Sample size review in a head injury trial with ordered categorical responses
- PMID: 9921605
- DOI: 10.1002/(sici)1097-0258(19981230)17:24<2835::aid-sim933>3.0.co;2-8
Sample size review in a head injury trial with ordered categorical responses
Abstract
Between 1993 and 1996, a total of 452 patients were entered into a randomized trial evaluating eliprodil (a non-competitive NMDA receptor antagonist) in patients suffering from severe head injury. The primary efficacy analysis concerned the Glasgow Outcome Score (GOS), six months after randomization. This outcome was classified into three ordered categories: good recovery; moderate disability, and the worst category made up by combining severe disability, vegetative state and dead. A sample size calculation was performed prior to the commencement of the study, using a formula which depends on the anticipated proportions of patients in the three different outcome categories, the proportional odds assumption and on the relationship between outcome and prognostic factors such as Glasgow Coma Score at entry.

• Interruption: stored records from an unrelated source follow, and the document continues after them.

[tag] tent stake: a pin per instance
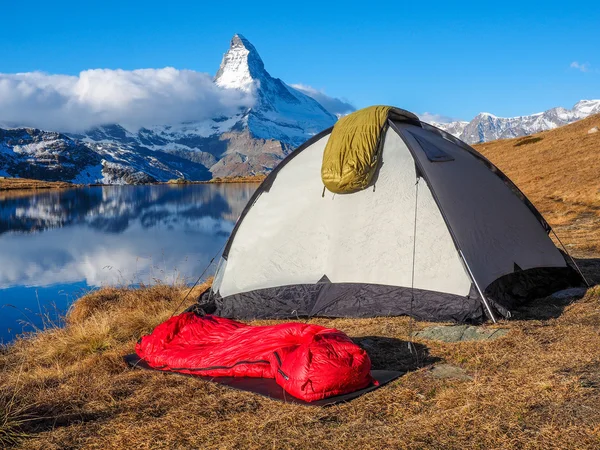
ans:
(572, 259)
(485, 302)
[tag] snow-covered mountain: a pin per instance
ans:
(487, 127)
(253, 140)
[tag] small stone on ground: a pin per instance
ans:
(461, 333)
(449, 371)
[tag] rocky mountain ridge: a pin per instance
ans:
(487, 127)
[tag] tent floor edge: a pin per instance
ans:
(359, 300)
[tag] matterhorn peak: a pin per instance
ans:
(241, 66)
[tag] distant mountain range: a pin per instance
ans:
(252, 140)
(249, 142)
(487, 127)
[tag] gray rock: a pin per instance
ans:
(447, 371)
(569, 293)
(461, 333)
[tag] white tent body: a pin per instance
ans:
(295, 235)
(438, 233)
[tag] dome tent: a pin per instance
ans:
(439, 234)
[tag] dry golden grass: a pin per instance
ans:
(559, 171)
(536, 388)
(26, 184)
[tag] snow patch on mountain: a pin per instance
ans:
(487, 127)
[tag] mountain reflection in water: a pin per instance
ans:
(55, 245)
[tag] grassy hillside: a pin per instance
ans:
(538, 387)
(559, 171)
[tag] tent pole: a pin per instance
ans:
(485, 302)
(572, 259)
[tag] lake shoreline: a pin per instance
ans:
(29, 184)
(69, 387)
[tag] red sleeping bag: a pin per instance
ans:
(309, 361)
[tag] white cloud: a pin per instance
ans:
(136, 98)
(583, 67)
(335, 106)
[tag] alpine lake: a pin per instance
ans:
(58, 244)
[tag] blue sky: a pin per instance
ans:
(508, 58)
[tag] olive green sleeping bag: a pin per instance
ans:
(353, 150)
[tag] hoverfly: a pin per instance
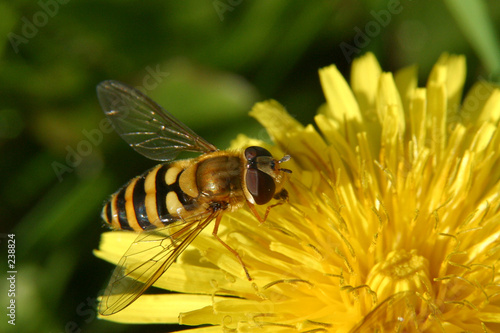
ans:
(170, 204)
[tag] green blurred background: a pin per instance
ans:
(207, 62)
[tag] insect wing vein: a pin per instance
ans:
(147, 259)
(145, 126)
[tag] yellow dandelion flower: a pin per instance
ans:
(393, 222)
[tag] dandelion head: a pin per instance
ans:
(392, 223)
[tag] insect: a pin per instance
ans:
(170, 204)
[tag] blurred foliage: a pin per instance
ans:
(208, 63)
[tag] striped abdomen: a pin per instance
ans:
(142, 203)
(170, 192)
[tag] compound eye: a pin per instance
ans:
(255, 151)
(260, 185)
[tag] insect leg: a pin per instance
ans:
(281, 196)
(216, 228)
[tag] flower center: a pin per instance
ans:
(400, 271)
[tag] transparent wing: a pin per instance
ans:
(147, 259)
(146, 126)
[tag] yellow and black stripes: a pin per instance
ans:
(148, 201)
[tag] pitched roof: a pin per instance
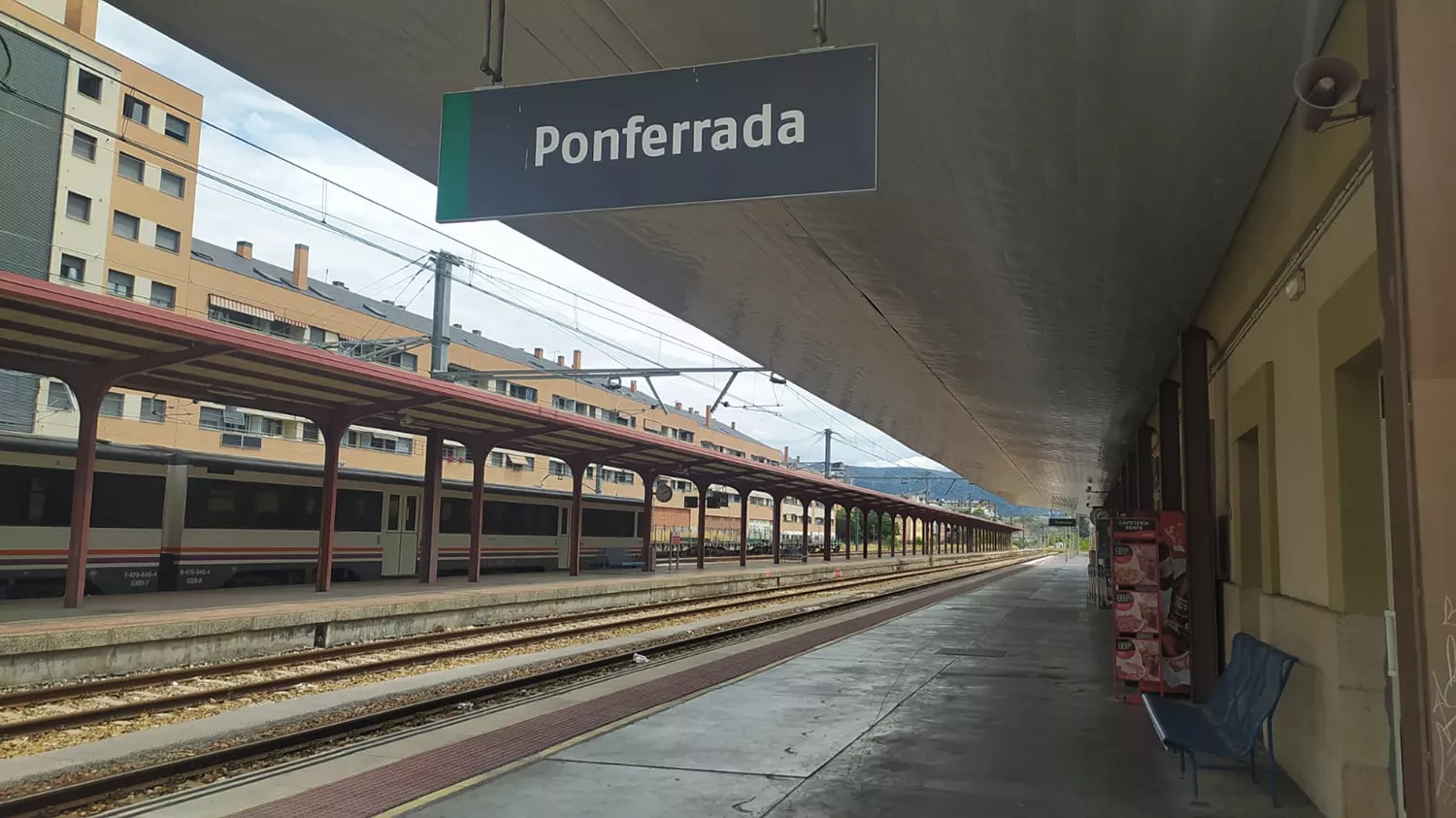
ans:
(227, 258)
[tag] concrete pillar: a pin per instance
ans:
(1144, 468)
(1412, 130)
(1199, 483)
(87, 404)
(332, 434)
(478, 459)
(778, 533)
(1170, 445)
(427, 565)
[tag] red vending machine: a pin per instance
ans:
(1150, 651)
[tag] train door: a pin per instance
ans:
(401, 533)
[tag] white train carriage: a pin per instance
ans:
(166, 520)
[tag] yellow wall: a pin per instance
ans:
(1292, 398)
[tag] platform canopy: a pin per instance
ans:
(1057, 185)
(83, 338)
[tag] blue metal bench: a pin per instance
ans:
(1228, 725)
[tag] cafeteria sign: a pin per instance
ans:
(792, 125)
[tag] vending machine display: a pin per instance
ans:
(1150, 603)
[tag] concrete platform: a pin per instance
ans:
(40, 640)
(884, 724)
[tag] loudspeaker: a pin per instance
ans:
(1324, 84)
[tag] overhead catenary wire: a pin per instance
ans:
(271, 200)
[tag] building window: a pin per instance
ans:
(78, 206)
(130, 168)
(124, 224)
(119, 282)
(73, 268)
(172, 185)
(58, 396)
(83, 146)
(134, 110)
(153, 409)
(177, 128)
(163, 296)
(515, 390)
(210, 418)
(87, 83)
(169, 239)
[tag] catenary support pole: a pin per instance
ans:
(648, 501)
(427, 565)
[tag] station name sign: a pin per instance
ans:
(792, 125)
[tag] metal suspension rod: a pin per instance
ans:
(492, 58)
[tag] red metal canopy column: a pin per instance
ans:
(778, 518)
(829, 526)
(809, 514)
(89, 395)
(427, 565)
(332, 436)
(702, 523)
(478, 457)
(579, 472)
(743, 527)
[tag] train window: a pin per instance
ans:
(518, 518)
(43, 497)
(608, 523)
(127, 501)
(244, 506)
(454, 515)
(358, 511)
(34, 497)
(411, 511)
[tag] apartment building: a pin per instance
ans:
(99, 156)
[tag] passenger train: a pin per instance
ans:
(168, 520)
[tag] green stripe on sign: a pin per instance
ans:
(453, 183)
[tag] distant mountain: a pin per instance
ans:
(934, 483)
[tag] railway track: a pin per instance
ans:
(402, 652)
(105, 788)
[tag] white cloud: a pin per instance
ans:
(224, 215)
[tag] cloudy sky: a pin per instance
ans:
(524, 294)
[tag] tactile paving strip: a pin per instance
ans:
(373, 792)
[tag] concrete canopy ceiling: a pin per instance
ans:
(1057, 183)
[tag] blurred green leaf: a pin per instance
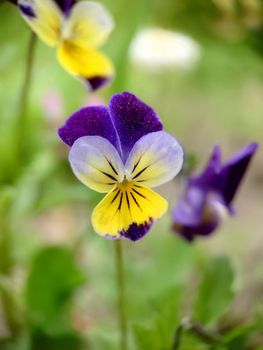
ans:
(159, 333)
(215, 291)
(146, 337)
(51, 283)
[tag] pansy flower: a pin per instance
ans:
(122, 150)
(209, 196)
(77, 30)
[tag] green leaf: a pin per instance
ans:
(68, 341)
(51, 283)
(215, 290)
(146, 337)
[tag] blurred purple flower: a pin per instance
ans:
(210, 194)
(122, 150)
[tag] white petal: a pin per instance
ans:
(155, 159)
(96, 163)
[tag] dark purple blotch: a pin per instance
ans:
(135, 231)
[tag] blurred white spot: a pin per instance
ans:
(156, 48)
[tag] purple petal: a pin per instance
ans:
(132, 119)
(190, 208)
(209, 177)
(196, 214)
(88, 121)
(234, 170)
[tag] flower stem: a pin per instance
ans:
(121, 294)
(24, 94)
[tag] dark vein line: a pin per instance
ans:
(115, 196)
(140, 172)
(138, 193)
(112, 167)
(119, 207)
(136, 201)
(127, 200)
(110, 176)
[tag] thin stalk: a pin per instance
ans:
(25, 91)
(121, 294)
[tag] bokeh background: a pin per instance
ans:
(57, 277)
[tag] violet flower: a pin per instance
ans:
(121, 150)
(210, 194)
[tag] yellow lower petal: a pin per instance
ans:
(128, 210)
(83, 61)
(46, 20)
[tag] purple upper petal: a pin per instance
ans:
(234, 170)
(65, 5)
(125, 121)
(132, 119)
(88, 121)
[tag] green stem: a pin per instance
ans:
(121, 294)
(24, 94)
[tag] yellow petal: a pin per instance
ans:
(44, 17)
(128, 210)
(83, 61)
(89, 24)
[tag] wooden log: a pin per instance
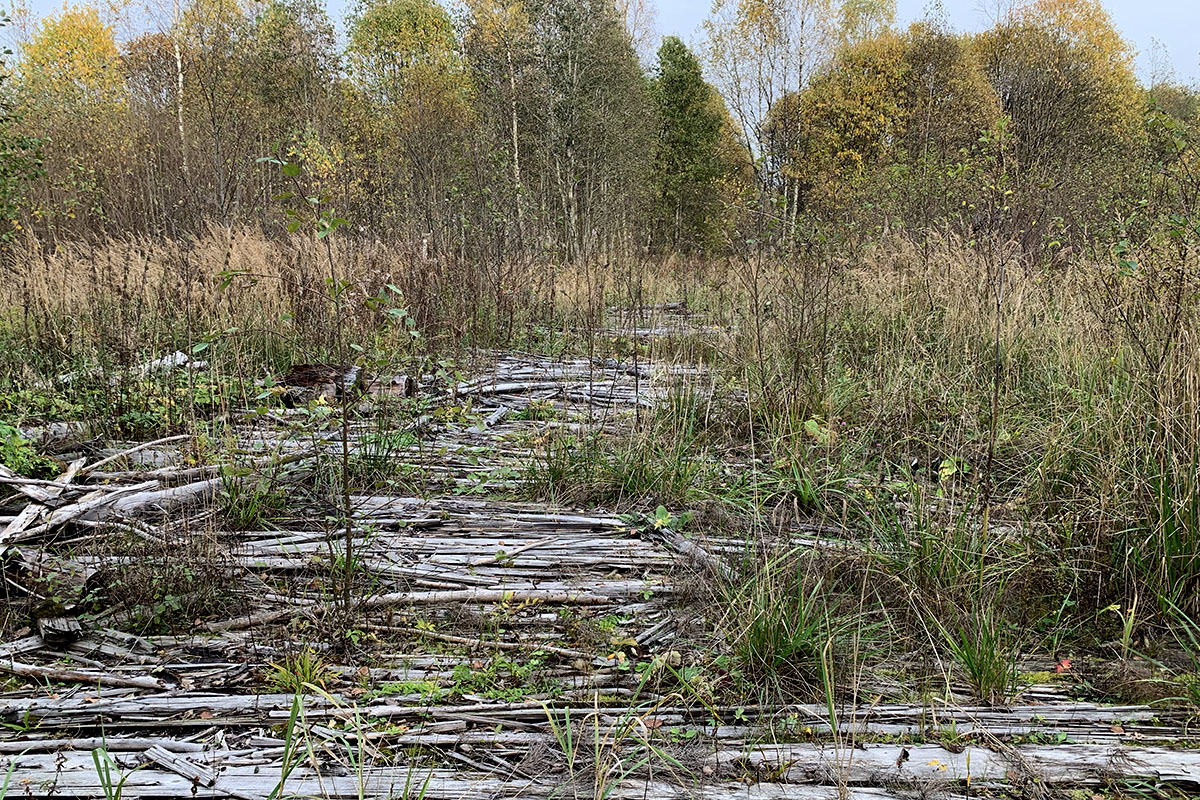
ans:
(79, 677)
(125, 453)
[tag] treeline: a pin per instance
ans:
(535, 128)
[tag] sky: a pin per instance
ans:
(1175, 24)
(1146, 25)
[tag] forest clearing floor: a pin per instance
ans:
(192, 637)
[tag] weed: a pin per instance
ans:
(300, 672)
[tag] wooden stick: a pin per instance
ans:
(529, 647)
(165, 440)
(79, 677)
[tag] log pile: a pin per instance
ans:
(483, 629)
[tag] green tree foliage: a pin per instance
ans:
(72, 96)
(21, 157)
(1065, 76)
(689, 166)
(407, 109)
(532, 127)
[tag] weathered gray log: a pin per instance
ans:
(79, 675)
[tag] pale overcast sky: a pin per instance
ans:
(1175, 24)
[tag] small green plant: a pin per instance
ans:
(783, 625)
(21, 457)
(300, 672)
(982, 645)
(108, 773)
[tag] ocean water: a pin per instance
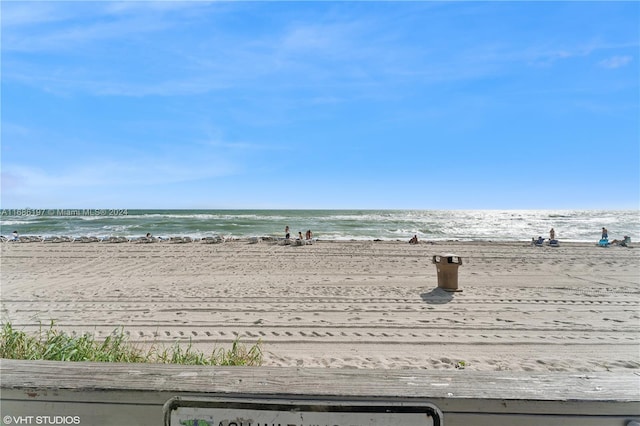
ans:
(434, 225)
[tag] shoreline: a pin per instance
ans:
(343, 304)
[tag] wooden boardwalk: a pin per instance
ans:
(104, 394)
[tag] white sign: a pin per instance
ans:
(236, 412)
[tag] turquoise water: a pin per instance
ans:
(464, 225)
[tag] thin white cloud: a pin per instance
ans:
(615, 62)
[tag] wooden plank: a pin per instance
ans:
(465, 397)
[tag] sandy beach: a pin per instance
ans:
(356, 304)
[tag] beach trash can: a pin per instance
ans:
(447, 266)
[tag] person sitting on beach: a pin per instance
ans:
(623, 242)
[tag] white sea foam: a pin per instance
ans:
(465, 225)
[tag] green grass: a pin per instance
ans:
(55, 345)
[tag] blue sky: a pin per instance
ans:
(407, 105)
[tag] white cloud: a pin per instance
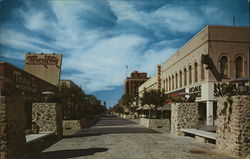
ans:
(173, 17)
(95, 57)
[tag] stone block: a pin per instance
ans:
(48, 116)
(12, 127)
(233, 129)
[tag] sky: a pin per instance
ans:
(98, 38)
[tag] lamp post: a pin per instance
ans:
(241, 84)
(183, 95)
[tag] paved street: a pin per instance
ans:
(114, 138)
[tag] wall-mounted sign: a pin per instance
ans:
(41, 60)
(24, 81)
(196, 91)
(44, 66)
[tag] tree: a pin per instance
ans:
(154, 98)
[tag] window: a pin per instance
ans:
(195, 72)
(185, 77)
(224, 67)
(166, 84)
(190, 74)
(180, 79)
(172, 82)
(176, 80)
(202, 72)
(169, 83)
(239, 67)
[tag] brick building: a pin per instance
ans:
(216, 55)
(131, 84)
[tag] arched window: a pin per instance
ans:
(169, 80)
(185, 76)
(180, 79)
(172, 82)
(190, 74)
(224, 66)
(202, 72)
(195, 72)
(239, 67)
(166, 84)
(176, 80)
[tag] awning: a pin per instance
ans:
(165, 107)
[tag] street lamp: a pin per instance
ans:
(242, 87)
(183, 95)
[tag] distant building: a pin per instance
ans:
(44, 66)
(216, 55)
(69, 84)
(131, 84)
(19, 81)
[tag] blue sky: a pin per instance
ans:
(98, 38)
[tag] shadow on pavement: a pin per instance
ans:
(114, 122)
(111, 130)
(39, 146)
(63, 154)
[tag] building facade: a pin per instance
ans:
(132, 83)
(44, 66)
(217, 54)
(69, 84)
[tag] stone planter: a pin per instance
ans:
(128, 116)
(48, 116)
(233, 125)
(73, 124)
(154, 123)
(184, 116)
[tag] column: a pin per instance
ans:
(210, 118)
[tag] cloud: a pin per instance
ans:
(174, 17)
(99, 38)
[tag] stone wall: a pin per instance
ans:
(233, 125)
(184, 116)
(128, 116)
(48, 116)
(154, 123)
(12, 127)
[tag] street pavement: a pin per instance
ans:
(115, 138)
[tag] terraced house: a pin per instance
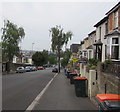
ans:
(104, 42)
(113, 35)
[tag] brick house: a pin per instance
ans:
(113, 36)
(100, 42)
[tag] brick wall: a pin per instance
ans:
(119, 19)
(107, 82)
(100, 82)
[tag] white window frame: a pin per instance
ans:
(116, 19)
(115, 45)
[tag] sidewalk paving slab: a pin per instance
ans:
(61, 96)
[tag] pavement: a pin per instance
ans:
(60, 95)
(20, 89)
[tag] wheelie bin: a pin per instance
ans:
(108, 102)
(81, 85)
(72, 75)
(68, 72)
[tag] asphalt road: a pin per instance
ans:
(19, 90)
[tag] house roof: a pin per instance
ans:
(90, 47)
(92, 32)
(114, 32)
(98, 42)
(101, 21)
(113, 9)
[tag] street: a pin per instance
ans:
(19, 90)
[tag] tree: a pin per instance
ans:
(38, 58)
(59, 38)
(52, 59)
(11, 36)
(45, 55)
(66, 57)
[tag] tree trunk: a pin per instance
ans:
(59, 61)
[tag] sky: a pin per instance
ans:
(38, 17)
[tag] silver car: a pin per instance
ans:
(20, 70)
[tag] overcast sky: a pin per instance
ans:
(37, 18)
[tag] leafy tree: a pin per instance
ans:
(59, 38)
(66, 57)
(11, 36)
(45, 55)
(38, 58)
(52, 59)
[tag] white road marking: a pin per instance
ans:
(36, 100)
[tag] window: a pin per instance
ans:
(100, 33)
(105, 51)
(116, 19)
(115, 48)
(90, 54)
(115, 52)
(106, 28)
(114, 40)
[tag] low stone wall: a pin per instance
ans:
(100, 82)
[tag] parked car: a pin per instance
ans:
(40, 68)
(55, 70)
(20, 70)
(34, 68)
(28, 69)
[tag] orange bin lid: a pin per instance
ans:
(110, 97)
(80, 78)
(69, 71)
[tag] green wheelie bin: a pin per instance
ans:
(81, 86)
(71, 76)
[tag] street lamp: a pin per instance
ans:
(32, 47)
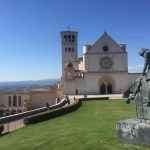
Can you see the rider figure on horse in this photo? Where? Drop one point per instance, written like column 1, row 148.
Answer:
column 146, row 69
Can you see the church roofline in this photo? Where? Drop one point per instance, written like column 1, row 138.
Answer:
column 105, row 34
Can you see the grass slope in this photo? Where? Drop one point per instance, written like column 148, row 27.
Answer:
column 91, row 127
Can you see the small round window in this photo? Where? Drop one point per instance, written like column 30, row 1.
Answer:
column 105, row 48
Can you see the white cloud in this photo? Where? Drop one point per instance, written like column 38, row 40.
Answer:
column 136, row 68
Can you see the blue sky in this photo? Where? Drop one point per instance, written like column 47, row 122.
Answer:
column 30, row 32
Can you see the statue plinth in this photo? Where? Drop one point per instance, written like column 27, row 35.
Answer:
column 134, row 131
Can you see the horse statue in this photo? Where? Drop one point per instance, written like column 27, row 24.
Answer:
column 138, row 90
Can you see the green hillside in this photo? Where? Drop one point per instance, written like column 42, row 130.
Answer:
column 91, row 127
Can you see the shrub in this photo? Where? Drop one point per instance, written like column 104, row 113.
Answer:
column 1, row 128
column 52, row 113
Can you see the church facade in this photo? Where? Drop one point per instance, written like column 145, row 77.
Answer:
column 103, row 69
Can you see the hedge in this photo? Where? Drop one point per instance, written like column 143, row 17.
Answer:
column 1, row 128
column 52, row 113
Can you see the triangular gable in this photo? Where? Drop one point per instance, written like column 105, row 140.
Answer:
column 105, row 41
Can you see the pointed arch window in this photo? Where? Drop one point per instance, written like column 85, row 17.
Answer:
column 69, row 38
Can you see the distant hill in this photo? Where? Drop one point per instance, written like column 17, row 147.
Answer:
column 21, row 85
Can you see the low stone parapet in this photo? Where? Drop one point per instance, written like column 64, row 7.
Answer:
column 133, row 131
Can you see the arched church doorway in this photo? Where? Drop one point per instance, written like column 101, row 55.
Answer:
column 109, row 88
column 106, row 85
column 103, row 88
column 76, row 91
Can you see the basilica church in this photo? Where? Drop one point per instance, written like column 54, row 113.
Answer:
column 103, row 68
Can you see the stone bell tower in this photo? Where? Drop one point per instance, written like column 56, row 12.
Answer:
column 69, row 45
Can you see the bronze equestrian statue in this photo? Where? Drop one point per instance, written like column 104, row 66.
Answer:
column 139, row 90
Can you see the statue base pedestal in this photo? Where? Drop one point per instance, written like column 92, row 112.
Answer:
column 133, row 131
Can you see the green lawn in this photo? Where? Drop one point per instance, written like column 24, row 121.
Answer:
column 91, row 127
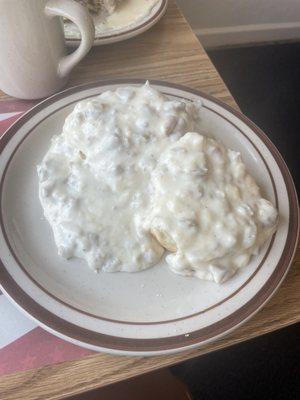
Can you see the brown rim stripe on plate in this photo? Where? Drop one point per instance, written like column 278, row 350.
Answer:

Owing to uncertainty about the influence of prognostic factors, and about the proportion of patients in the three GOS categories, a blinded sample size review was planned. This review was performed on the basis of the first 93 patients to respond, and this led to an increase in the sample size from 400 to 450. In this paper the pre-trial simulations showing that the type I error rate would be influenced and the power would be preserved will be presented, and the implementation of the procedure will be described.